This issue is devoted to focal therapies. Interest in focal therapy is fueled by the promise of cancer control with fewer side effects than are seen after radiation or radical prostatectomy. From the patient perspective, this is certainly an attractive option. As a result, we have seen the development of an increasing list of approaches to focal therapy.
There are a number of issues that make critical evaluation of the various focal therapies problematic. First, with the exception of a recent trial that involved laser, randomized clinical trials are absent. There is even a controversy about what is the best control group. The laser trial just mentioned used an active surveillance control group. The second approach would be to randomize against surgery or radiation therapy. The major problem is that such trials have proved nearly impossible to run because of poor accrual. For this reason, I suspect that focal therapies are most likely to find a clinical niche as an alternative or add-on to active surveillance.
Another issue is that we lack trials that randomize between two different focal therapies, so it is difficult to know what approach to recommend for a given patient. For example, cryosurgery and high intensity focused ultrasound (HIFU) have both been around for many years and have never been directly compared in a clinical trial.

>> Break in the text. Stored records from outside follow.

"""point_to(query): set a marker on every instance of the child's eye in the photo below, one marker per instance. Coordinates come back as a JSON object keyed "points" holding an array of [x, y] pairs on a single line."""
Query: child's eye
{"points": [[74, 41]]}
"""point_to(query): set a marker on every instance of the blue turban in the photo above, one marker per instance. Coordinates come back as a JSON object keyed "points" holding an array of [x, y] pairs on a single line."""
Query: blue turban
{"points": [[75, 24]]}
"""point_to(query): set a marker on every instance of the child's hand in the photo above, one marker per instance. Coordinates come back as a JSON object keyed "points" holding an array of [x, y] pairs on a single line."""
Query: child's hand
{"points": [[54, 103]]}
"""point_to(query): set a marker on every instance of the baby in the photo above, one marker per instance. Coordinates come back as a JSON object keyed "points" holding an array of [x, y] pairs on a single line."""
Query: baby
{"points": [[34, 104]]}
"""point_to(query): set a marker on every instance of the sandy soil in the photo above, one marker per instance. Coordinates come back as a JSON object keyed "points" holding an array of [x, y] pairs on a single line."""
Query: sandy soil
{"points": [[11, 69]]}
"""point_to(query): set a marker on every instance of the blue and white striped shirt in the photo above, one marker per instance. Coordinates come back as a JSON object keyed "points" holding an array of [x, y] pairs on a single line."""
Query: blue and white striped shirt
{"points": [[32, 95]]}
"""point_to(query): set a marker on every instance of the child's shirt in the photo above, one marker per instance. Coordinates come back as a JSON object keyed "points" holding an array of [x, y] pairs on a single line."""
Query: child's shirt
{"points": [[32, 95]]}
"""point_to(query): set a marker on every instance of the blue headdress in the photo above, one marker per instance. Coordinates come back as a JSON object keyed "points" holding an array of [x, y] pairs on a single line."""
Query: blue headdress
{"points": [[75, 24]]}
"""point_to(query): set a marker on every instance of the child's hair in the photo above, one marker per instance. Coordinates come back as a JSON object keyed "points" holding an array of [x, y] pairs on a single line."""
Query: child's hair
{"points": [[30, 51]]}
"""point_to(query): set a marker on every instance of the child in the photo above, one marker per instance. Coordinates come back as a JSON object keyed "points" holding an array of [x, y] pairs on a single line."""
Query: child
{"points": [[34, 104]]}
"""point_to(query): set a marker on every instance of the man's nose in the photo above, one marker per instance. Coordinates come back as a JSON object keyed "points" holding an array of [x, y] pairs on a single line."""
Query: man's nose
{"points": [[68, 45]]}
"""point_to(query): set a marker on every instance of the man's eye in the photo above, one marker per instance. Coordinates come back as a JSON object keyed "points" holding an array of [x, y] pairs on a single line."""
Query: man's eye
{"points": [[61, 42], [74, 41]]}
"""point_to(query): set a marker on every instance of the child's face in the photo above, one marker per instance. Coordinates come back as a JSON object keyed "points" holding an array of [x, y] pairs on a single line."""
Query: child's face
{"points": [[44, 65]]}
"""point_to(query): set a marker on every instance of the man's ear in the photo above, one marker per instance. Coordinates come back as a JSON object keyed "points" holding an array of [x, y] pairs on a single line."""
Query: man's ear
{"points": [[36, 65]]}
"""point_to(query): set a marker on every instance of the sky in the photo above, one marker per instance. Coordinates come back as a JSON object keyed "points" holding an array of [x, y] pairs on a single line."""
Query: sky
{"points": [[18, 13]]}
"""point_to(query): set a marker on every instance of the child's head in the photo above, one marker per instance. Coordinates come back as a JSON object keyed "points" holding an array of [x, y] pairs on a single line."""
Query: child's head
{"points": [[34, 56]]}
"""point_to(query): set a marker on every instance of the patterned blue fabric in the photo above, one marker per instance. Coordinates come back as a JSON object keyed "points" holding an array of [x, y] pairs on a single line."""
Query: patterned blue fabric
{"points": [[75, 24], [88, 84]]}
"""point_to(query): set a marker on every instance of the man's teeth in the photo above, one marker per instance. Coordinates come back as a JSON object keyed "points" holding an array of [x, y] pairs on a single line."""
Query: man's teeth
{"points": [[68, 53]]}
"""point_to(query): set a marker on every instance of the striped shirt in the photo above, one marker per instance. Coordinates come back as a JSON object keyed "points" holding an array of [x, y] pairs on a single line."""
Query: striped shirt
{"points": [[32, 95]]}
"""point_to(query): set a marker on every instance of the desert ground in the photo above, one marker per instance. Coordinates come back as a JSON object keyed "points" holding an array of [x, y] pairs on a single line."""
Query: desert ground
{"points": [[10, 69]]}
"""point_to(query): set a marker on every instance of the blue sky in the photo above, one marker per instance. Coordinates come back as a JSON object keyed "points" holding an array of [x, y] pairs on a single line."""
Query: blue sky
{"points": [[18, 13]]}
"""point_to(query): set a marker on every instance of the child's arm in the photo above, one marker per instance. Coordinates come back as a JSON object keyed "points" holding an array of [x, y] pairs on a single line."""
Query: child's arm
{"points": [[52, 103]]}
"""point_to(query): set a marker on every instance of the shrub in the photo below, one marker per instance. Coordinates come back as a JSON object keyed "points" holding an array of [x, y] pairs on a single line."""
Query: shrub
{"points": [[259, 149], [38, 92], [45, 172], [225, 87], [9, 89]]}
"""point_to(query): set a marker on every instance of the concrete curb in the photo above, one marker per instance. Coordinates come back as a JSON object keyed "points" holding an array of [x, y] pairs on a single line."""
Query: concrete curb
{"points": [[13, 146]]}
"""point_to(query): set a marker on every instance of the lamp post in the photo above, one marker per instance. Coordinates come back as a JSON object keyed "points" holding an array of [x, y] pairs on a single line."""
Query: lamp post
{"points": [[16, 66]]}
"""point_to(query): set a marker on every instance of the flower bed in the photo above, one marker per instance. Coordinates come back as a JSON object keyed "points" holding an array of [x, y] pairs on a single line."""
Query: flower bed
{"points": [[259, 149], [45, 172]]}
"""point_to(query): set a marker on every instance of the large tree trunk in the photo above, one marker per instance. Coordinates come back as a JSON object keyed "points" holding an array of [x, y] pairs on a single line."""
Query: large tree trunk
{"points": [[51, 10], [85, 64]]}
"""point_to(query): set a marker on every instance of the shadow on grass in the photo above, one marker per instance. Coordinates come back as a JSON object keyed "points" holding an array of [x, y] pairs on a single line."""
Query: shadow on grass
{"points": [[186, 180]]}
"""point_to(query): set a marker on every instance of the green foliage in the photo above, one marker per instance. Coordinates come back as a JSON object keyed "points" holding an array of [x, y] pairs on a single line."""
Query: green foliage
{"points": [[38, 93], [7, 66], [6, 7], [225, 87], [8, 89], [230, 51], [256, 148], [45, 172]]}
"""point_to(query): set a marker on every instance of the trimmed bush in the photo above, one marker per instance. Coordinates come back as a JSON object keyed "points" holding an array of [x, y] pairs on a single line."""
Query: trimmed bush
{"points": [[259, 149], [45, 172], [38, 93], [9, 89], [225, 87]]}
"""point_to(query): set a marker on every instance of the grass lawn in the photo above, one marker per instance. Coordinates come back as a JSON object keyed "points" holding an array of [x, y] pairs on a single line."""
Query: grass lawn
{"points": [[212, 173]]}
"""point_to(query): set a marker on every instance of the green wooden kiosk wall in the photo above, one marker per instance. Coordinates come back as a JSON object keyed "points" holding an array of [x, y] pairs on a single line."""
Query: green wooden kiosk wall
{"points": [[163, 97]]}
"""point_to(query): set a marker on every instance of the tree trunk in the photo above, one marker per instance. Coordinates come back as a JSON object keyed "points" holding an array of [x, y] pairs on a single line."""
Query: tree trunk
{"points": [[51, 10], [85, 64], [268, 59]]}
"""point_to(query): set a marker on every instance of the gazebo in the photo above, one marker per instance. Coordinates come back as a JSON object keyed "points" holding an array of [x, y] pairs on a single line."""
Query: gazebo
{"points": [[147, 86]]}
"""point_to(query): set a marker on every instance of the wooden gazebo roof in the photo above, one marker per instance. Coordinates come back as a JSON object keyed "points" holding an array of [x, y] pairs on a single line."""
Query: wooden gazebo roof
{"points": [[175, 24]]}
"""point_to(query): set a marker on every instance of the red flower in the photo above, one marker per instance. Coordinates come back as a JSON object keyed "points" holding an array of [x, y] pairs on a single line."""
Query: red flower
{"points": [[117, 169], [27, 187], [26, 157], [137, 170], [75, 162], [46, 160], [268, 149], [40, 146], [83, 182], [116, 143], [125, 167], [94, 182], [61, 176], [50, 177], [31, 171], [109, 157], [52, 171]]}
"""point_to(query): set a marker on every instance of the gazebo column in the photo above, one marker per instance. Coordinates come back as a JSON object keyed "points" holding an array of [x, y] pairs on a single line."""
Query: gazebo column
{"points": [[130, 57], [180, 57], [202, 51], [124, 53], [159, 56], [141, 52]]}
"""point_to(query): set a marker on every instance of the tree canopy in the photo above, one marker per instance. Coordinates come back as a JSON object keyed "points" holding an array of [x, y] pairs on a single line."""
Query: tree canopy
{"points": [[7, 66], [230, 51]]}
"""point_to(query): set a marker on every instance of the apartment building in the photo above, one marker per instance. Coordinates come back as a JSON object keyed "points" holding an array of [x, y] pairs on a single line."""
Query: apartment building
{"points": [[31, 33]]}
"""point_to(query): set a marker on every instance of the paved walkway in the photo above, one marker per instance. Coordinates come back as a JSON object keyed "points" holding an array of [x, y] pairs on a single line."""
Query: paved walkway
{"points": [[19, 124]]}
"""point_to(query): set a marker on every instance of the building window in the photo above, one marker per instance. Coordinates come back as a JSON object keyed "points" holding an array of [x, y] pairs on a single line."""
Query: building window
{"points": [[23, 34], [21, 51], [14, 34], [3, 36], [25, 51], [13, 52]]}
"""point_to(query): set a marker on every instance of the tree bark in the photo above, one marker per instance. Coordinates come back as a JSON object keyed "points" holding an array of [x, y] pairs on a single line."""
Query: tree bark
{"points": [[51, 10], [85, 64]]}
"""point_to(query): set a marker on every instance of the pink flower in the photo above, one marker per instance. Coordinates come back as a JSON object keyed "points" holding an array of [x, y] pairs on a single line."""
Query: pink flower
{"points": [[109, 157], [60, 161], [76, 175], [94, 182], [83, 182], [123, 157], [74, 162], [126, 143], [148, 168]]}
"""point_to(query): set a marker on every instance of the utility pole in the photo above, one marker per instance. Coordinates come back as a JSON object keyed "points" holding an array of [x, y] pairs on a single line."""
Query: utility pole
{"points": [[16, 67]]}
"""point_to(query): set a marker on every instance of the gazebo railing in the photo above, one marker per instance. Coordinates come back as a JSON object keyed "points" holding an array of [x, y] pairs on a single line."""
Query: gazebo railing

In developing focal therapies, it is currently common practice to treat a group of patients with a new technology and then follow those patients over time. Results are reported after 1, 5, and 10 year follow-ups and comparisons made to historical results with radiation or radical prostatectomy. However, we have long known that such comparisons with historical data are often unreliable. As mentioned above, a better, more time efficient approach would be to test focal therapies as an alternate or addon to active surveillance rather than as an alternate to radical prostatectomy or radiation.